Oleh Ayu Rizky Widyanti
Pengendalian banjir merupakan suatu upaya yang bertujuan untuk menurunkan tingkat risiko ancaman jiwa manusia dan harta benda akibat banjir sampai ke tingkat toleransi. Pada dasarnya pengendalian banjir dapat dilakukan dengan berbagai cara, namun yang terpenting adalah harus dipertimbangkan secara keseluruhan dan dicari sistem yang paling optimal.
Berikut ini beberapa faktor yang harus dipertimbangkan sebelum memilih jenis bangunan untuk pengendalian banjir:
- Pengaruh regim sungai, terutama erosi dan sedimentasi (degradasi dan agradasi sungai, serta hubungannya dengan biaya pemeliharaan)
- Kebutuhan perlindungan erosi di daerah kritis
- Pengaruh bangunan terhadap lingkungan
- Perkembangan pembangunan daerah
- Pengaruh bangunan terhadap kondisi aliran di sebelah hulu dan sebelah hilirnya
METODE DALAM PENGENDALIAN BANJIR
Upaya pengendalian banjir dapat dibedakan menjadi dua jenis, yaitu upaya berwujud fisik (metode struktur) dan upaya non-fisik (metode non-struktur).
Metode Struktur
Merupakan kegiatan penanggulangan banjir yang meliputi kegiatan perbaikan sungai dan pembuatan tanggul banjir untuk mengurangi risiko banjir di sungai, pembuatan saluran (floodway) untuk mengalirkan sebagian atau seluruh air, serta pengaturan sistem pengaliran untuk mengurangi debit puncak banjir dengan bangunan, seperti bendungan dan kolam retensi.
Metode Non–Struktur
Metode non-struktur merupakan metode pengendalian banjir banjir yang tidak menggunakan bangunan pengendali banjir. Aktivitas penanganan tanpa bangunan, antara lain berupa pengelolaan daerah aliran sungai (DAS) untuk mengurangi limpasan air hujan; penanaman vegetasi untuk mengurangi laju aliran permukaan di DAS; kontrol terhadap pengembangan di daerah genangan, misalnya seperti dengan peraturan-peraturan penggunaan lahan, sistem peringatan dini, larangan pembuangan sampah di sungai, serta partisipasi masyarakat.
BANGUNAN PENGENDALI BANJIR
Berikut ini beberapa bangunan pengendali banjir.
Bendungan
Ini merupakan sebuah bangunan urugan tanah, urugan batu, beton, dan/atau pasangan batu yang dibangun. Selain untuk menahan dan menampung air, bangunan ini juga dibangun untuk menahan dan menampung limbah tambang (tailing) atau menampung lumpur sehingga terbentuknya waduk.

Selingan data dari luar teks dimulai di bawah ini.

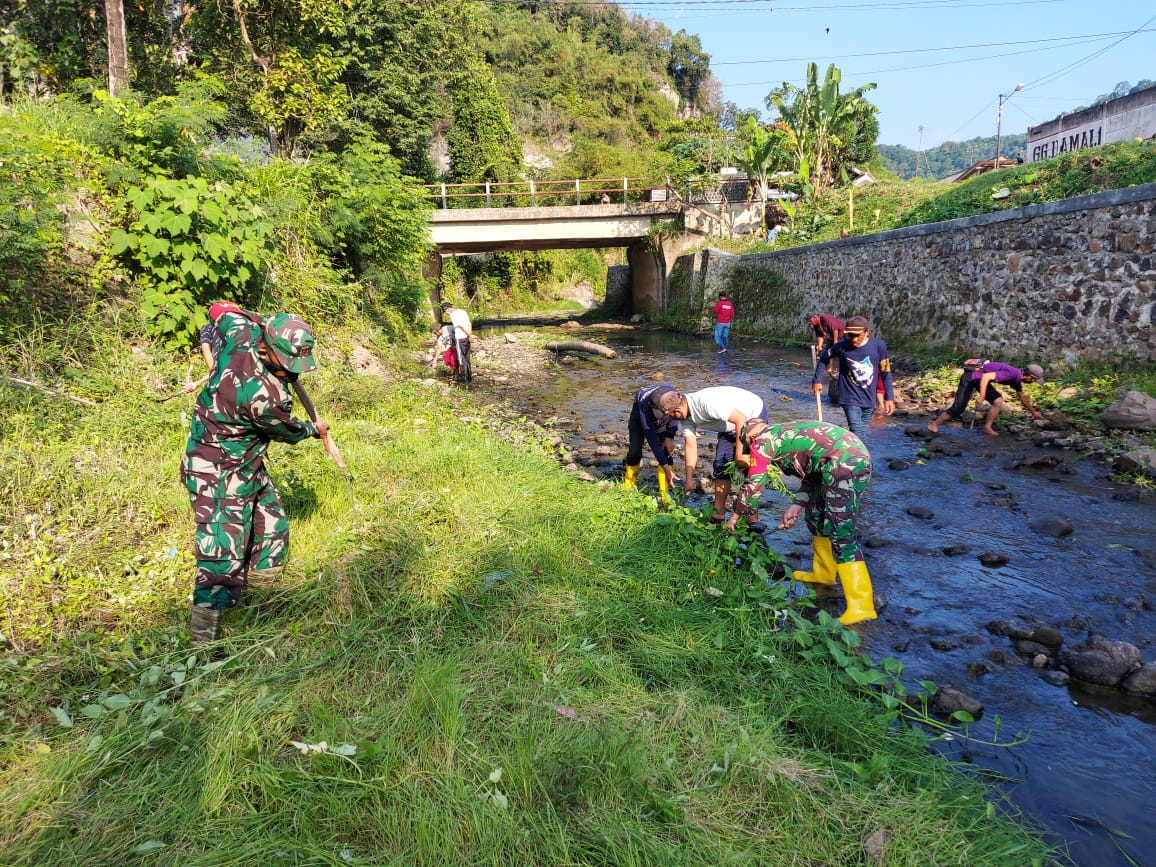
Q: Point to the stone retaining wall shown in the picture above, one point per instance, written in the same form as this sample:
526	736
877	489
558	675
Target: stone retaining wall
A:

Bendungan atau dam juga dapat didefinisikan sebagai konstruksi yang dibangun untuk menahan laju air menjadi waduk, danau atau tempat rekreasi termasuk, antara lain menahan laju sedimentasi yang ditampung dalam tampungan mati (dead storage).

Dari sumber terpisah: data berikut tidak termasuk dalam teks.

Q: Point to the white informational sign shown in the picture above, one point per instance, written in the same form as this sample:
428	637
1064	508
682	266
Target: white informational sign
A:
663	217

Terdapat beberapa fungsi bendungan, yaitu untuk menampung air sungai, mengelola dan mengatur air dalam waduk, pengelolaan sumber daya air, penyediaan air baku (raw water), menjadi salah satu sumber untuk penyediaan air bersih dan air minum, penyediaan air irigasi, pengendalian banjir, dan sebagai pembangkit listrik tenaga air (PLTA).
Suatu bendungan apabila mempunyai semua fungsi-fungsi tersebut disebutnya sebagai bendungan multifungsi atau multi–purpose dam. Namun, kebanyakan dam juga memiliki beberapa bagian yang disebut dengan pintu air atau bangunan pelimpah (spillway) untuk membuang air yang tidak diinginkan secara bertahap atau berkelanjutan.
Waduk
Ini merupakan sebuah wadah buatan yang terbentuk sebagai akibat dibangunnya bendungan. Pada umumnya waduk dibangun untuk pengembangan sumber daya air sungai dengan menampung air pada musim hujan untuk memperbaiki kondisi aliran sungai, terutama saat musim kemarau. Di samping itu, waduk biasanya dibangun untuk beberapa manfaat yang disebut multiguna atau multi–purpose dam, misalnya untuk irigasi, penyediaan air baku (air minum), pembangkit listrik tenaga air, dan sebagainya.
Pengendalian banjir dengan waduk hanya dapat dilakukan pada bagian hulu dan biasanya dikaitkan dengan pengembangan sumber daya air. Perlu diperhatikan, dalam pengendalian banjir dengan waduk adalah perlambatan waktu tiba banjir, penurunan debit banjir yang lepas ke hilir, dan rasio alokasi volume waduk untuk pengendalian banjir terhadap volume untuk pengembangan dan pengelolaan sumber daya air.
Kolam Retensi/Penampungan (Retention Basin)
Seperti halnya bendungan, kolam penampungan juga berfungsi sebagai penyimpanan sementara debit sungai sehingga puncak banjir dapat dikurangi. Tingkat pengurangan banjir tergantung pada karakteristik hidrograf banjir, volume kolam, dan dinamika beberapa bangunan outlet.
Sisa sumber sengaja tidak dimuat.